A ESTRANHA PERSONAGEM QUE SURGE DO PASSADO ~


  Girólamo somente dia alto recobrou a consciência. Ignorava completamente como retornara ao Palácio T. Doíam-lhe a cabeça e todo o corpo, sentindo-se amolentado, indisposto. Logo recuperou os sentidos, ocorreu-lhe procurar os sogros, a fim de narrar as alucinações de que vinha sentindo-se objecto nos últimos dias. O problema se lhe afigurava grave, por considerar que nenhum mal-estar de ordem física o afligia. Jovem e animoso, aspirava viver longos anos, no entanto… Além disso, desejava figurar no desfile do palio logo mais, e certamente seria visto pelos familiares da esposa, que lhe não compreenderiam a atitude arredia, desconcertante.

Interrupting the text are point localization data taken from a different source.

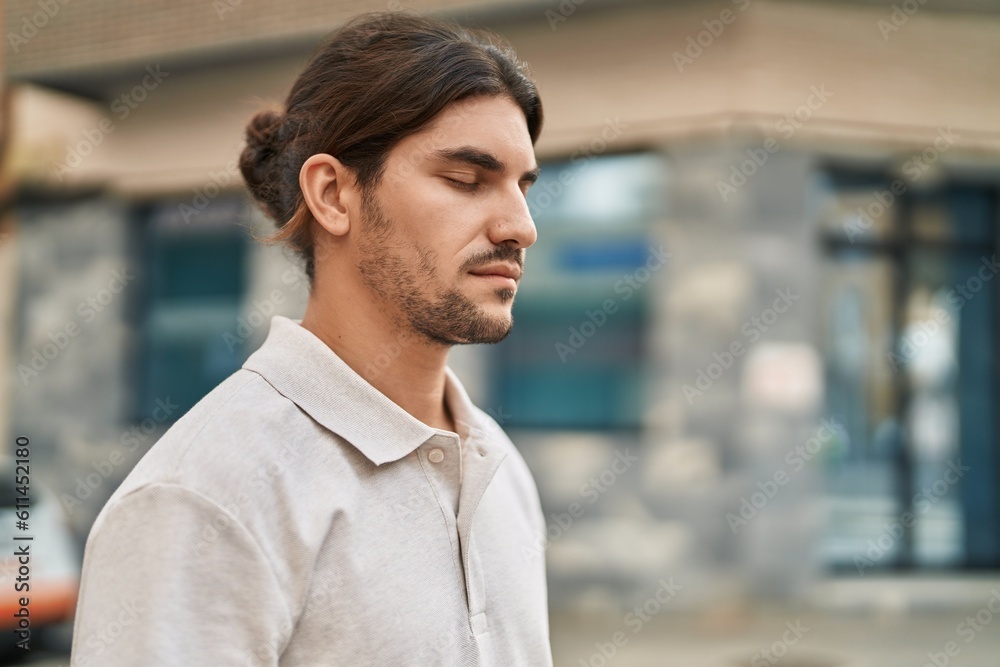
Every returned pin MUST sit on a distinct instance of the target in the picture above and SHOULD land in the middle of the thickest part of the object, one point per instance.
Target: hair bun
(261, 163)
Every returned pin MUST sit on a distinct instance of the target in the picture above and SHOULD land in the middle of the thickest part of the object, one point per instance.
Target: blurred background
(755, 362)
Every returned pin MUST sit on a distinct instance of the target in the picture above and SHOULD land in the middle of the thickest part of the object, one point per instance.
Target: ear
(329, 192)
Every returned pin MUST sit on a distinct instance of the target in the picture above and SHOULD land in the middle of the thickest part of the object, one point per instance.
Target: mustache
(498, 254)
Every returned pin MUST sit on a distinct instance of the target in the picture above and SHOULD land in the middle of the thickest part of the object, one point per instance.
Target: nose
(512, 221)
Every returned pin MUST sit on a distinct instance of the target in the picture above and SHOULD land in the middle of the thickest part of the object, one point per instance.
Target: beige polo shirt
(297, 516)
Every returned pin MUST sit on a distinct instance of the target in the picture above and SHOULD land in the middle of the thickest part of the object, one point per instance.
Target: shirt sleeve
(172, 578)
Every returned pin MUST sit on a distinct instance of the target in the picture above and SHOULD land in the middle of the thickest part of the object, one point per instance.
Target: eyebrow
(482, 159)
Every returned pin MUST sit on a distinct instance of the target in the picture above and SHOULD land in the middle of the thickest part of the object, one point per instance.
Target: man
(320, 507)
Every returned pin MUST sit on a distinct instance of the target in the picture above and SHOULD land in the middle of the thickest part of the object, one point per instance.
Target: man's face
(450, 208)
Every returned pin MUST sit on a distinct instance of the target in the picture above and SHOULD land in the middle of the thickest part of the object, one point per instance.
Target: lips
(504, 270)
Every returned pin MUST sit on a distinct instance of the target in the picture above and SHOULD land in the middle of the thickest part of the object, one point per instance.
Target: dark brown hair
(377, 79)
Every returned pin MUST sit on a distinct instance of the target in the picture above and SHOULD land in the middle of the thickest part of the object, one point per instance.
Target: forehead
(495, 124)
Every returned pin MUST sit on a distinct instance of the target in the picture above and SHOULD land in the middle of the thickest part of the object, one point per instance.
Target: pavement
(735, 636)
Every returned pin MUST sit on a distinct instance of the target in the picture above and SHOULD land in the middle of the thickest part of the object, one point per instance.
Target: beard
(438, 314)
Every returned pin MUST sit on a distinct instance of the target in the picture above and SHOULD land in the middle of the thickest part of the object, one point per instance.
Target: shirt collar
(303, 369)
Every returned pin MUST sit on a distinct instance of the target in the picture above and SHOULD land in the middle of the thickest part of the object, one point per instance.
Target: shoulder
(243, 437)
(516, 473)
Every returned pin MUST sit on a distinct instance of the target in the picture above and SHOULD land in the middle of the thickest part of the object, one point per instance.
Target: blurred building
(756, 341)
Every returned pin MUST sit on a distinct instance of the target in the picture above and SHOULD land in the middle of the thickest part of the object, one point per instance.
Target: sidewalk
(788, 638)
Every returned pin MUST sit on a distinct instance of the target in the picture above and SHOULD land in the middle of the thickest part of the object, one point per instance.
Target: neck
(405, 367)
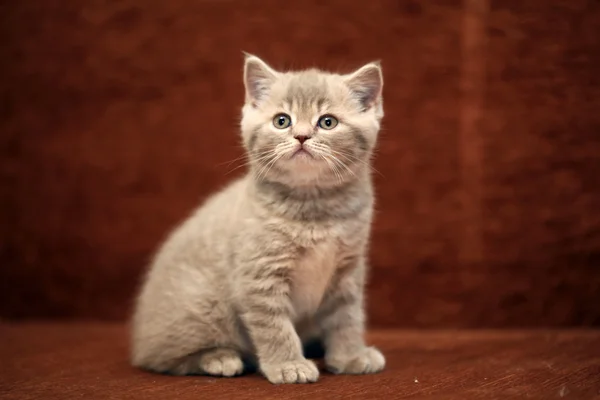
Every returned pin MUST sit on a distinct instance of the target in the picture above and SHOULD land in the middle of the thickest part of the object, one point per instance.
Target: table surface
(55, 360)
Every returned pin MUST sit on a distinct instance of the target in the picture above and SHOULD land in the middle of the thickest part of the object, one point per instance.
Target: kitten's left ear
(258, 78)
(366, 84)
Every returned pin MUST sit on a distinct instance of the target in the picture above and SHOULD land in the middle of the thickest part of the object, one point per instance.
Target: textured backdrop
(118, 118)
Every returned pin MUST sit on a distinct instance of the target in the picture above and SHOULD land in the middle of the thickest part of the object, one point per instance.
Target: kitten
(279, 256)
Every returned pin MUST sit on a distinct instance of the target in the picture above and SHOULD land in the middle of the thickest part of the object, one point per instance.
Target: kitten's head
(310, 127)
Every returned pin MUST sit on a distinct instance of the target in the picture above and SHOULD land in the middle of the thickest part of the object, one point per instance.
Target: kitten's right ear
(258, 78)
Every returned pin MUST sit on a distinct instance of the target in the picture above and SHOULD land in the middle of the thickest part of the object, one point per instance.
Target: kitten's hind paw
(300, 371)
(221, 362)
(369, 360)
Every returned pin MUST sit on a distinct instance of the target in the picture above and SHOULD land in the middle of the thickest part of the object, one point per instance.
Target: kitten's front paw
(221, 362)
(300, 371)
(368, 360)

  Nesse comenos, Francesco, que já se refizera da noite gasta na insensatez, adentrou-se pela peça, saudando o amigo e fazendo-se acompanhar de servidor doméstico que trazia o desjejum.

  – Salve, Girólamo!

  – Buondi, Francesco!

  – Que farra, moço! Como consumiste tanto vinho? Trouxemos-te desacordado, graças ao nosso paggio, que nos deu as tuas notícias, informando-nos que estavas vencido

  Algo constrangido, o amigo não pôde ocultar a perturbação.

  – Que se passa, Girólamo? Estás estranho como nunca. Vejo-te empalidecer de súbito, e tremes. Estás enfermo?

  – Sim! Creio estar enfermo – assentiu o hóspede, lívio.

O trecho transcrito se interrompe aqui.